High heeled court shoes covered in a matching ice-blue silk gave her much needed extra height. She’d brushed her hair until it fell around her shoulders like a pale blonde waterfall, caught back from one side of her face with a tiny jet clip, and gone to town with her make-up.
He couldn’t accuse her of being an eyesore, although by the time she’d finished with him he’d probably accuse her of being a pain in the neck. Things couldn’t go on as they were. And tonight she was going to make damned sure that they didn’t!
Previously they’d taken their meals in the inner courtyard or in the small, homely breakfast room that overlooked the front terraces and the sweeping views of the mountains. If he’d chosen the formality of the great dining hall to humble her he wasn’t going to succeed, she vowed as she opened the heavily carved double doors.
It was an impressive room by any standards, the carved vaulted ceiling soaring way above, lit by massive wrought metal chandeliers, the frescoed walls punctuated by narrow arched windows, the immense glossy-as-glass table set with two places, one at either end.
Biting back the flippant comment that they would need walkie-talkies to converse with each other, Lisa walked forward, high heels tapping out a confident tattoo on the wide polished boards. Diego rose from the carved chair at the head of the table, a glass of what looked like whisky in one hand.
Dressed formally, he all but took her breath away. Elegant, immaculate and as cold as charity.
During his measured approach his heavily veiled eyes made a lengthy assessment, from the silky fall of her hair, over slender shoulders that the narrow straps of her dress left bare, the pert swell of her breasts and down to the slender length of legs made elegantly longer by the just above the knee hemline and spiky heels.

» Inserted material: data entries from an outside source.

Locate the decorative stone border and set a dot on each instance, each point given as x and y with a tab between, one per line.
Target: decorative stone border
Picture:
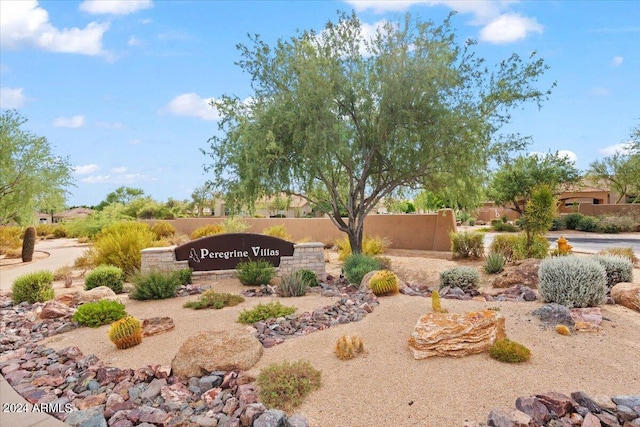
309	256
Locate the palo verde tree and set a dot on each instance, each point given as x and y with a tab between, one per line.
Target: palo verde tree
31	175
345	120
515	179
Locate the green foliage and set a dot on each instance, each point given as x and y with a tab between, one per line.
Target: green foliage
120	244
10	240
357	265
371	245
618	268
353	140
206	230
265	311
255	273
285	385
571	220
32	176
292	284
213	299
105	275
494	263
163	229
467	244
279	231
572	281
625	252
465	278
33	287
98	313
588	224
28	244
126	332
508	351
384	282
155	285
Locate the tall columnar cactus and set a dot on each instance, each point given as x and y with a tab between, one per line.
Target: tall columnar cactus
126	332
28	244
384	282
348	347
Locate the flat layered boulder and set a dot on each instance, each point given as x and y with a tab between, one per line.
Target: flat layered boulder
456	335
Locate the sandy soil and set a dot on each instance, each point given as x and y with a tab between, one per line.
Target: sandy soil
385	386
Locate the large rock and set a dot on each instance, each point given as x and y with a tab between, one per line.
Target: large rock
457	335
627	294
216	351
525	273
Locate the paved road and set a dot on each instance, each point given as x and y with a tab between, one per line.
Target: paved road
61	252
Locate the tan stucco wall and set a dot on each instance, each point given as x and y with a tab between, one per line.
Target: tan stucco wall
412	231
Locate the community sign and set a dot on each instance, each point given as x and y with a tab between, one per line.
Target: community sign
225	251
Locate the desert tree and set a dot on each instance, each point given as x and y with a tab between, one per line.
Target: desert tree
344	119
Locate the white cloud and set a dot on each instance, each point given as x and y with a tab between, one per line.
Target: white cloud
114	7
11	98
69	122
25	24
86	169
110	125
624	148
599	91
509	28
190	104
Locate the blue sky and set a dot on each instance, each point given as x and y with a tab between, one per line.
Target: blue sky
121	87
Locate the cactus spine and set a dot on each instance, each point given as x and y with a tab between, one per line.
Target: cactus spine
384	282
126	332
28	244
348	347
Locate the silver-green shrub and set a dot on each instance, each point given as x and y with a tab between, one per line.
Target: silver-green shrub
618	268
465	278
572	281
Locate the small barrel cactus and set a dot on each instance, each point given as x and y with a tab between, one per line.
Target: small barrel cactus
126	332
384	282
28	244
348	347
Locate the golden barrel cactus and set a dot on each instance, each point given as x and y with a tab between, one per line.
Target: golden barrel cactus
126	332
384	282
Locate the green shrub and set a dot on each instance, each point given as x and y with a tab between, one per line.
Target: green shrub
467	244
163	229
265	311
494	263
213	299
508	351
33	287
465	278
625	252
292	284
279	231
285	385
207	230
120	245
155	285
571	220
105	275
504	244
572	281
255	273
371	245
357	265
98	313
618	269
588	224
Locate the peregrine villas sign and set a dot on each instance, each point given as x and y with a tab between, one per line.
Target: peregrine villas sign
225	251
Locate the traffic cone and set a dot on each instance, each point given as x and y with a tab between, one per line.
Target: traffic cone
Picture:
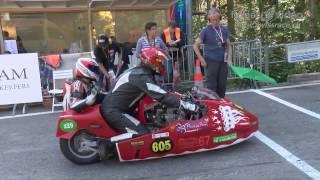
198	78
176	74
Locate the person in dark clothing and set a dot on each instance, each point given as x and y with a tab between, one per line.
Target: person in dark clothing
101	52
132	86
115	48
217	52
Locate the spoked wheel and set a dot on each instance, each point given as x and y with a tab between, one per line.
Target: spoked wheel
82	148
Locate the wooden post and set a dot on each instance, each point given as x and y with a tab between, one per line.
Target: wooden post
90	27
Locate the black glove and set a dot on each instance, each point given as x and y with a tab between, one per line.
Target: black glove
189	106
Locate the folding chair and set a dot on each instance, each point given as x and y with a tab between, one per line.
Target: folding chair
58	87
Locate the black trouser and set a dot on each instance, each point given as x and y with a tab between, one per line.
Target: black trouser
123	122
216	76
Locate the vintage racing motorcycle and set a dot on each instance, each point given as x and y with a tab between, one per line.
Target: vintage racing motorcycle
219	124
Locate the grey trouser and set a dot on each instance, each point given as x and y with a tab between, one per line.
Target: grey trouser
123	122
216	77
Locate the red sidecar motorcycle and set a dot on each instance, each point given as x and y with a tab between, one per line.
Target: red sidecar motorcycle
172	132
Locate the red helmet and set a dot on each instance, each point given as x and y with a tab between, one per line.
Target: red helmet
154	58
87	68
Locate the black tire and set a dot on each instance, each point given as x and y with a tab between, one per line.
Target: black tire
70	147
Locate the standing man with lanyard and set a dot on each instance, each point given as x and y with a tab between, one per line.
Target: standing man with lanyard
151	40
217	52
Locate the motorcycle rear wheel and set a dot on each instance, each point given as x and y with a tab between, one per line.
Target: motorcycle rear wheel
77	151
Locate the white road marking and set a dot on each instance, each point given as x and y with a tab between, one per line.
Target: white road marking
275	88
297	162
286	103
31	114
294	160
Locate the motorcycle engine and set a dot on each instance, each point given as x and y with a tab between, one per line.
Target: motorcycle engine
158	116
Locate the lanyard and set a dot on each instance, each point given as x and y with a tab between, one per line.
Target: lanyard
219	35
154	42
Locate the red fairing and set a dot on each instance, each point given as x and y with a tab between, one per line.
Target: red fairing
224	125
90	119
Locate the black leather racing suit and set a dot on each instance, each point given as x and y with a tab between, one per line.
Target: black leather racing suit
130	88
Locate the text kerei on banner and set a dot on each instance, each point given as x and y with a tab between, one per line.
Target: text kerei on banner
19	79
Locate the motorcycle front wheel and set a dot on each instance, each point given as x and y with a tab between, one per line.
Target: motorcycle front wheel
82	148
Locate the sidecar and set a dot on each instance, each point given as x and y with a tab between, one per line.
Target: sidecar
223	124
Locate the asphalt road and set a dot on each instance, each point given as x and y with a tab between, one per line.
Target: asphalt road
30	150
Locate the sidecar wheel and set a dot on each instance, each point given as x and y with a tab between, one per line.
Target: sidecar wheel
80	149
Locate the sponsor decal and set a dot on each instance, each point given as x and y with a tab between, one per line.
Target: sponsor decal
230	117
161	145
193	142
160	135
190	127
238	106
68	125
137	143
225	138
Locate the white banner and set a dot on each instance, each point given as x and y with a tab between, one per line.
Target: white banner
19	79
305	51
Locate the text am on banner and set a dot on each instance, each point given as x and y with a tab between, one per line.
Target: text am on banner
19	79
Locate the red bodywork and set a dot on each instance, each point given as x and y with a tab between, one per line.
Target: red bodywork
223	125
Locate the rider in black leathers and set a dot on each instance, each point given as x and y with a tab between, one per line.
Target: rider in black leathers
132	86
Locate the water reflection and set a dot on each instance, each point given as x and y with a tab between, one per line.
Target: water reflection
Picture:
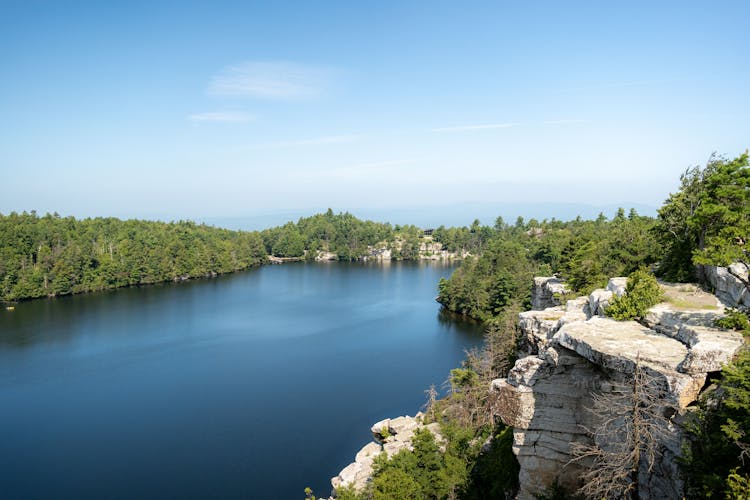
254	384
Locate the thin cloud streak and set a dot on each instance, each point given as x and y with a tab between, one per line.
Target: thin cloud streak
270	80
222	116
329	139
360	170
564	122
474	127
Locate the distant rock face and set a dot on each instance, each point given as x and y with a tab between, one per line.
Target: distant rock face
547	292
727	288
390	436
575	352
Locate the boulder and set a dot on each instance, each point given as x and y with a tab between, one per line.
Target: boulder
727	288
546	292
577	353
599	301
390	435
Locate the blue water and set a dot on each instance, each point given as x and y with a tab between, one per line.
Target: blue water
252	385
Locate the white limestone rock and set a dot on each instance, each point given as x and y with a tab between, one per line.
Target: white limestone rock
546	292
727	288
599	300
617	286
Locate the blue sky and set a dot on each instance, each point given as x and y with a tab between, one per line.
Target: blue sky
222	109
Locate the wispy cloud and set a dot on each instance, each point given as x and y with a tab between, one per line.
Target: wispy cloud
356	171
222	116
564	122
328	139
270	80
474	127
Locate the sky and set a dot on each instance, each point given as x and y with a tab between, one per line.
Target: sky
190	110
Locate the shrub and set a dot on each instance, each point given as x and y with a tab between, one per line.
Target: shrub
642	292
734	320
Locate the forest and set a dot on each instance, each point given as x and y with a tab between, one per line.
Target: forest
705	222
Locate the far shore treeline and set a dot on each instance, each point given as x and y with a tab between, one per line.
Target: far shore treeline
50	255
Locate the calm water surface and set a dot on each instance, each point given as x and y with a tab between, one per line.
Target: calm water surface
253	385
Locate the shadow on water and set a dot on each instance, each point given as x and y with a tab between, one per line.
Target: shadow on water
255	384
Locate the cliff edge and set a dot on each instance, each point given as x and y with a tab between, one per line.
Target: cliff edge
571	352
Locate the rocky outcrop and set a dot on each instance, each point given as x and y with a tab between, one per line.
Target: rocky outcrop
575	352
728	288
547	292
390	436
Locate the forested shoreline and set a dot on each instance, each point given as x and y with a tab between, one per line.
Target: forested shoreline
50	255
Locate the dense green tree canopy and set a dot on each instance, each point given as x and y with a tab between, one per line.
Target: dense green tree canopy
50	255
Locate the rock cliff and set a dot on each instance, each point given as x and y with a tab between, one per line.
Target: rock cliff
571	352
390	436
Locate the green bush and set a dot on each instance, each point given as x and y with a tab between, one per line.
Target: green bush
734	320
642	292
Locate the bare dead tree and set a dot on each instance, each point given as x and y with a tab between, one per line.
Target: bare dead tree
629	429
429	406
471	402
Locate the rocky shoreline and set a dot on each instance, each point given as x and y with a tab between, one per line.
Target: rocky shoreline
389	436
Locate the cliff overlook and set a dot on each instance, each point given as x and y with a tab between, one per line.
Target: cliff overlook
572	353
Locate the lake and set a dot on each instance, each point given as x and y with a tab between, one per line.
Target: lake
251	385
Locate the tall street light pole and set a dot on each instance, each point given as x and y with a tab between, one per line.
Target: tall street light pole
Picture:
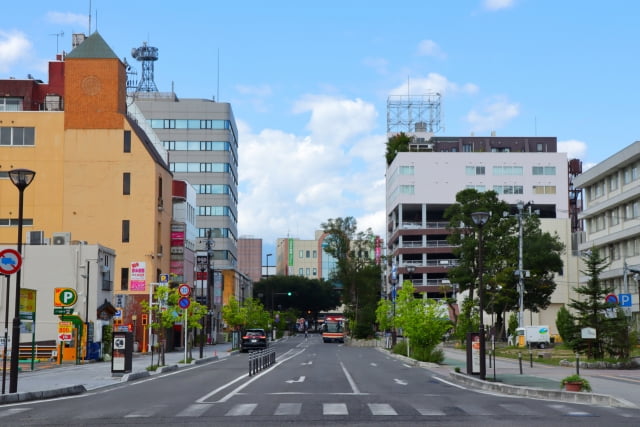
21	178
480	219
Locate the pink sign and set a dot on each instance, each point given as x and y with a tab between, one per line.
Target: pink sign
138	273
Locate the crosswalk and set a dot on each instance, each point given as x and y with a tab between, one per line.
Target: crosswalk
361	409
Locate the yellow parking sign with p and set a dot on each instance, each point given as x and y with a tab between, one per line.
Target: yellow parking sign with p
64	297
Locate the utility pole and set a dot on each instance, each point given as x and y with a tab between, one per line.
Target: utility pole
520	269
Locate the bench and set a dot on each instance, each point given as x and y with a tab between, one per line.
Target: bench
40	352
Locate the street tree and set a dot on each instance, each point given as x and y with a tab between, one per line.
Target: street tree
356	271
165	313
541	255
423	322
592	310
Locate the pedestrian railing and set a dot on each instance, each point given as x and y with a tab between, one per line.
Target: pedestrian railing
261	359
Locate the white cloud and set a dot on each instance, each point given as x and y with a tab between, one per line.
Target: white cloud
575	149
498	4
14	47
290	184
430	48
261	90
433	83
335	121
67	18
378	64
493	115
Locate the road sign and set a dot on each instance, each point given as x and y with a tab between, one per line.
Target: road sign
64	297
10	261
184	302
625	300
65	331
611	299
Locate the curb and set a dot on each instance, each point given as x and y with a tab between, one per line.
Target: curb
544	394
40	395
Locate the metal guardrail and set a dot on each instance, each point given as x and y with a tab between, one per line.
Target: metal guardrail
261	359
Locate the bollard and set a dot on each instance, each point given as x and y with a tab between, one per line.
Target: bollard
520	361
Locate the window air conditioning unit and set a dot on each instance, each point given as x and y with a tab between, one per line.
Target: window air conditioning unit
61	238
35	237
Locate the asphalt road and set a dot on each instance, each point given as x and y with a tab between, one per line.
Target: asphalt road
312	383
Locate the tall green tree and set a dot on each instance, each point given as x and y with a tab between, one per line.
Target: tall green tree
541	254
396	144
356	271
422	320
592	310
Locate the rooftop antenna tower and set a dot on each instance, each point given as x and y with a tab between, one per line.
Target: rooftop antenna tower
414	113
147	55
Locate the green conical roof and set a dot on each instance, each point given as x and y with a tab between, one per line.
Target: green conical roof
93	46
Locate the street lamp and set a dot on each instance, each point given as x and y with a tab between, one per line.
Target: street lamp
480	219
21	178
410	270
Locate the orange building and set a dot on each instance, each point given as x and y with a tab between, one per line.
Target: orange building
99	177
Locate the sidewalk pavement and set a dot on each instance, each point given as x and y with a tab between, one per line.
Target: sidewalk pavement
52	380
611	387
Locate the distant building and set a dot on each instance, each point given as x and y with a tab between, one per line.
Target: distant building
612	222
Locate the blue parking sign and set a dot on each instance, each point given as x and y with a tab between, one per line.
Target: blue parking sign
625	300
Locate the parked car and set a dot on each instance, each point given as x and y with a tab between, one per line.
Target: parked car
253	339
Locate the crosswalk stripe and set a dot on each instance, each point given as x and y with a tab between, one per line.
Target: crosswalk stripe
381	409
288	409
430	412
334	409
242	409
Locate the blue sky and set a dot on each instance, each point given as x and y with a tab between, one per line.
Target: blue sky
309	84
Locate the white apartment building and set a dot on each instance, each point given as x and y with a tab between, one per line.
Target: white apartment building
422	184
612	221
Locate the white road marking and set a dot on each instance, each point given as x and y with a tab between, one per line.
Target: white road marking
334	409
242	409
381	409
352	383
193	410
288	409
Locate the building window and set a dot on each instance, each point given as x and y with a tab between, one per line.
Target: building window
126	183
125	231
17	136
124	279
474	170
407	189
127	141
543	170
507	171
407	170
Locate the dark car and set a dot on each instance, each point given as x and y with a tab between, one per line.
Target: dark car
253	339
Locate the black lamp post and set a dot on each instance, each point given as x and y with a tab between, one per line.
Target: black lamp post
21	178
480	219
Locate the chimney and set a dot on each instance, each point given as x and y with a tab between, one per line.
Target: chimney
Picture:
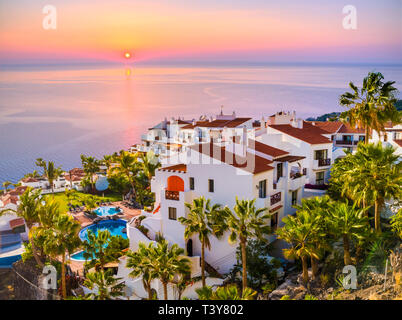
244	142
262	123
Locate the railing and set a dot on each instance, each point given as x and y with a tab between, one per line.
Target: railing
324	162
344	142
295	175
172	195
275	198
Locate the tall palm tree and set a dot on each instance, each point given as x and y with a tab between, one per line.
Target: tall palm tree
90	166
349	223
61	239
6	184
371	106
127	165
168	263
105	285
317	208
28	209
198	222
107	161
371	176
298	231
244	223
49	171
95	248
141	264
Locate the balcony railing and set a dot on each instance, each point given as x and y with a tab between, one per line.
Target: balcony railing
346	142
172	195
275	198
324	162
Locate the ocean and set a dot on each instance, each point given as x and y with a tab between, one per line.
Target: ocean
59	113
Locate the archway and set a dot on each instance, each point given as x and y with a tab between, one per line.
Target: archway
175	183
190	247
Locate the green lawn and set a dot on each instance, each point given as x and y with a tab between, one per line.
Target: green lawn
80	196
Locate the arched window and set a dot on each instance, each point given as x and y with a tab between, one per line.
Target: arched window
175	183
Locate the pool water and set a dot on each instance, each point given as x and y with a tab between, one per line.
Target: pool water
114	226
106	211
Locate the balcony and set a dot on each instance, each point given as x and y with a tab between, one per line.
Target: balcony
324	162
275	198
344	142
172	195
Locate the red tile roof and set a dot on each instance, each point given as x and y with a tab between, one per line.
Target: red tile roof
309	133
250	163
176	167
335	127
29	179
264	148
218	123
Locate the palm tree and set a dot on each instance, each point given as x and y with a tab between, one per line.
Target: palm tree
168	263
198	222
107	161
6	184
90	203
127	165
105	284
49	171
91	166
371	106
229	292
141	264
149	163
349	223
246	222
317	208
371	176
28	209
298	231
61	239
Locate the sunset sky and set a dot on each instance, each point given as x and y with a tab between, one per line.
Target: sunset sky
207	30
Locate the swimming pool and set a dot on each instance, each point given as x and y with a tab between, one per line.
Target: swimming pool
107	211
114	226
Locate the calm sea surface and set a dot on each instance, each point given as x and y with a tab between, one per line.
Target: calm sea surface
58	114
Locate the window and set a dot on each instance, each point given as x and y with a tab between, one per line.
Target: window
172	213
262	189
321	154
274	221
294	197
279	170
319	178
210	185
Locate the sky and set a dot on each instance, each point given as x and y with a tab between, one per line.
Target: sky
181	31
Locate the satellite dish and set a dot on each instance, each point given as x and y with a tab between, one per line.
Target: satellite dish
101	184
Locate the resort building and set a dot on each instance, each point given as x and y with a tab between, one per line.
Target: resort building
218	171
391	136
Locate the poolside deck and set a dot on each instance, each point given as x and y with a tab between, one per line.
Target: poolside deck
128	214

It was difficult not to squirm beneath that expressionless scrutiny but Lisa just about managed it, nearly sagging with relief when he dipped his head, maybe in approval, maybe not, and turned to walk to a plain oak side table set near the hooded hearth where logs burned brightly against the evening chill of this immense stone room. Then she stiffened when he returned with a flat leather-covered box in his hands and told her, ‘Not knowing what colour you would choose to wear, I decided diamonds would be the safest selection.’